INDUSTRY.co.id - Jakarta- Gubernur Sulawesi Tenggara non-aktif Nur Alam langsung mengajukan banding seusai majelis hakim pengadilan Tindak Pidana Korupsi (Tipikor) memvonis 12 tahun penjara.
"Dengan mengucapkan Bismillah dan atas nama Allah Yang Maha Kuasa, saya menyatakan pada saat ini langsung banding. Semoga yang mulia bisa memahami rasa keadilan yang patut dipertimbangkan ke saya sebagai bagian aparatur negara yang sudah mendedikasikan diri kepada bangsa dan negara yang terbaik," kata Nur Alam di pengadilan Tipikor Jakarta, Rabu (28/3/2018)
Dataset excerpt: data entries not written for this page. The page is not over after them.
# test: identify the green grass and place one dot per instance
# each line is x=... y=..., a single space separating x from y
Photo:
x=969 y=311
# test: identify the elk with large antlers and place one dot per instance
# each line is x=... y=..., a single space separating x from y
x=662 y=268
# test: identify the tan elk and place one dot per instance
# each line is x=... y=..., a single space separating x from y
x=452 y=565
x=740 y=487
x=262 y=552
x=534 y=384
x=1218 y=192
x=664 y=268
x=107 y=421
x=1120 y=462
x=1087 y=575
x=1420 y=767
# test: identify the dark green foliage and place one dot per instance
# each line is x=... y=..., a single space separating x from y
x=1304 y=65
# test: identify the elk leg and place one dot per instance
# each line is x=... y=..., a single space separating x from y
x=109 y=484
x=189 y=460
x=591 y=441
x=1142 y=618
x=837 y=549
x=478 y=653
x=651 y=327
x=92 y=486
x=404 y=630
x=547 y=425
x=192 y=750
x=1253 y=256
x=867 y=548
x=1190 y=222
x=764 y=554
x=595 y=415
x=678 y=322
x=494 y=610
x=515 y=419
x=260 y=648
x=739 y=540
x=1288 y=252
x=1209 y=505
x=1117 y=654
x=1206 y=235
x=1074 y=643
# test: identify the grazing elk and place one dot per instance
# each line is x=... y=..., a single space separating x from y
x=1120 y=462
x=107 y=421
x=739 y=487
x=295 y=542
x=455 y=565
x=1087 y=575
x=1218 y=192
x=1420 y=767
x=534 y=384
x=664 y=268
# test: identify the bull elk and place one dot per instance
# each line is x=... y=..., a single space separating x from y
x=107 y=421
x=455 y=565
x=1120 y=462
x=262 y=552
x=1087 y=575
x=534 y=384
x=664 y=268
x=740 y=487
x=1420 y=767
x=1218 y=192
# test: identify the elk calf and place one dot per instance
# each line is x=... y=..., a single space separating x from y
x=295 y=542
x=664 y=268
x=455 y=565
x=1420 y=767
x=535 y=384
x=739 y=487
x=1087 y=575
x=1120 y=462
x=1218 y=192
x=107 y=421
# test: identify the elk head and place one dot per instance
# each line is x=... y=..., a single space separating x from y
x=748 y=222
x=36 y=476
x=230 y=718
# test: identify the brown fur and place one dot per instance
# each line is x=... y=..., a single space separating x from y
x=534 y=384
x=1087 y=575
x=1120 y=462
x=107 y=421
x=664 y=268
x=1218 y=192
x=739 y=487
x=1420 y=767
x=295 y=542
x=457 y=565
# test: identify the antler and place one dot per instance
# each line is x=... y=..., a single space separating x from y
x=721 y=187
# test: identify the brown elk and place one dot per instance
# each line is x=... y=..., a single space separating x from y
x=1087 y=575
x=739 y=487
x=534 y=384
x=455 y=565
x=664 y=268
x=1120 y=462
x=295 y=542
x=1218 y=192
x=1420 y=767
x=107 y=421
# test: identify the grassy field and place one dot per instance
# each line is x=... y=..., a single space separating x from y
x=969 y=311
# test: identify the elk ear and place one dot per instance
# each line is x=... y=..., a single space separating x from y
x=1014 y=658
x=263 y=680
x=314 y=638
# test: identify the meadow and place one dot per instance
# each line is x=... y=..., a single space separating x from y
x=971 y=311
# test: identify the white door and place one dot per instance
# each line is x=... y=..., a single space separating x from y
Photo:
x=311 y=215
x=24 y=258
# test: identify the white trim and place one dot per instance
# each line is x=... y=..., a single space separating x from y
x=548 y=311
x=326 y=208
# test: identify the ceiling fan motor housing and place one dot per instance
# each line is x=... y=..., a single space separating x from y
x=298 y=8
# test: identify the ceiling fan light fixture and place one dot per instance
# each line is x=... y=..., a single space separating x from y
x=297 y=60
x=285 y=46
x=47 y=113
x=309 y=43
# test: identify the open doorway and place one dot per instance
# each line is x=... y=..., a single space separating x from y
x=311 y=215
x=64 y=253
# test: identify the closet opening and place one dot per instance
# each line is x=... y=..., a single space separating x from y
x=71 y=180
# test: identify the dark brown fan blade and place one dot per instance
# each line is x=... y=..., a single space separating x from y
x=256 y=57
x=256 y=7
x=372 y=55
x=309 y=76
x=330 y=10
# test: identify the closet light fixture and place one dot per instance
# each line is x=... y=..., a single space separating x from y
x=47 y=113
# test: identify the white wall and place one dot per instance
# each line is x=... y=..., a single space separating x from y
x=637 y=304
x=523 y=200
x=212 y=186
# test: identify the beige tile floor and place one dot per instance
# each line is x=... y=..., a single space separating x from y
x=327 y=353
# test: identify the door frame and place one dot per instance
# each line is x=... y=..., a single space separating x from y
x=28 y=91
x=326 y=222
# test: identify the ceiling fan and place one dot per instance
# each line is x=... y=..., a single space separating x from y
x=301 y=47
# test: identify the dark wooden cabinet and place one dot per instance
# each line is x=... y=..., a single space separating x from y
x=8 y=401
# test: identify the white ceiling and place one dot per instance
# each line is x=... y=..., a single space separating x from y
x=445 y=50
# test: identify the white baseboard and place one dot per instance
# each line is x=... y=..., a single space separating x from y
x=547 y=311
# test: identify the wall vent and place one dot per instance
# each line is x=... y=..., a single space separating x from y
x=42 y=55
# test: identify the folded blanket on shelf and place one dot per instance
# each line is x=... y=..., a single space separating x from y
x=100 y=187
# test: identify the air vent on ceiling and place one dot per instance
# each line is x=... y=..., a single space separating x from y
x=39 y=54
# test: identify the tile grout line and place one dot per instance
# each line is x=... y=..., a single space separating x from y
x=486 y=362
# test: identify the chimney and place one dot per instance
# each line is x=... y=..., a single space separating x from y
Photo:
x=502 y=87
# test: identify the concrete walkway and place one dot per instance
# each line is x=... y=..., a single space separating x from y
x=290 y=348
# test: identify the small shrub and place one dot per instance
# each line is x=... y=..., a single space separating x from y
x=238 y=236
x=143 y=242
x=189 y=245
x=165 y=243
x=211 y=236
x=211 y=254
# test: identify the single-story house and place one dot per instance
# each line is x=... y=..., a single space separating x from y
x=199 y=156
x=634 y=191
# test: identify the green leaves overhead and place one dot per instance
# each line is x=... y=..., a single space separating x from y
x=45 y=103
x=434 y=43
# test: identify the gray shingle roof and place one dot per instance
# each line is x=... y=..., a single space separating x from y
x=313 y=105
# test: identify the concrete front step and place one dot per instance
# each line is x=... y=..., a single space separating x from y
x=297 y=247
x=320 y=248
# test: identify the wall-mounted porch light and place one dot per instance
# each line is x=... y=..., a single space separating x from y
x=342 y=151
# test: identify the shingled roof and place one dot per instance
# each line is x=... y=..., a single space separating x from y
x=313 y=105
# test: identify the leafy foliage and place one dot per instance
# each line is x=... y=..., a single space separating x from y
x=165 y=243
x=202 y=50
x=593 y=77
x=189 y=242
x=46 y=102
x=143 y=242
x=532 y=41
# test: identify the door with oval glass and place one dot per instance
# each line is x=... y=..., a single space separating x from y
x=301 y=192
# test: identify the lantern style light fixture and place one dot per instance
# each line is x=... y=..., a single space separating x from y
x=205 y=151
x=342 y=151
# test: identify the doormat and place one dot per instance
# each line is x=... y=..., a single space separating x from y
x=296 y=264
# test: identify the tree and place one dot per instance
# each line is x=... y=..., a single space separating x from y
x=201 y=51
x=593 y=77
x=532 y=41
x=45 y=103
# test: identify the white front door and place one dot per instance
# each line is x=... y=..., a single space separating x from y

Dalam perkara ini, Nur Alam divonis 12 tahun penjara ditambah denda Rp1 miliar subsider 6 bulan kurungan karena terbukti melakukan korupsi dengan memberikan Izin Usaha Pertambangan (IUP) Eksplorasi dan IUP Operasi Produksi yang merugikan keuangan negara sebesar Rp1,593 triliun serta menerima gratifikasi sebesar Rp40,268 miliar.
Majelis hakim yang terdiri atas Diah Siti Basariah, dengan anggota Duta Baskara, Sunarso, Sigit Herman Binaji serta Joko Subagyo juga sepakat untuk menjatuhkan uang pengganti sebesar Rp2,7 miliar dan pencabutan hak politik selama 5 tahun setelah Nur Alam selesai menjalani hukumannya.
"Saya sudah menyampaikan pembelaan terbaik meski dalam putusan saya dengan pembelaan ditolak," ungkap Nur Alam.
Vonis yang dibacakan majelis hakim itu disambut dengan sorakan dari ratusan pendukung Nur Alam yang sudah memenuhi ruang persidangan sejak pukul 13.00 WIB padahal sidang baru berlangsung pada pukul 20.00 WIB.
"Saya sudah mendengar tanpa konsultasi dengan penasihat hukum karena saya mendengar dan merasakan sendiri, tanpa menunda waktu untuk langsung banding mohon maaf atas kesalahan dan kekurangan selama saya sidang. Saya berterima kasih kepada jaksa penuntut umum dan penasihat hukum yang sudah membantu saya," ungkap Nur Alam.
Sedangkan jaksa penuntut umum KPK Nur Aziz menyatakan pikir-pikir.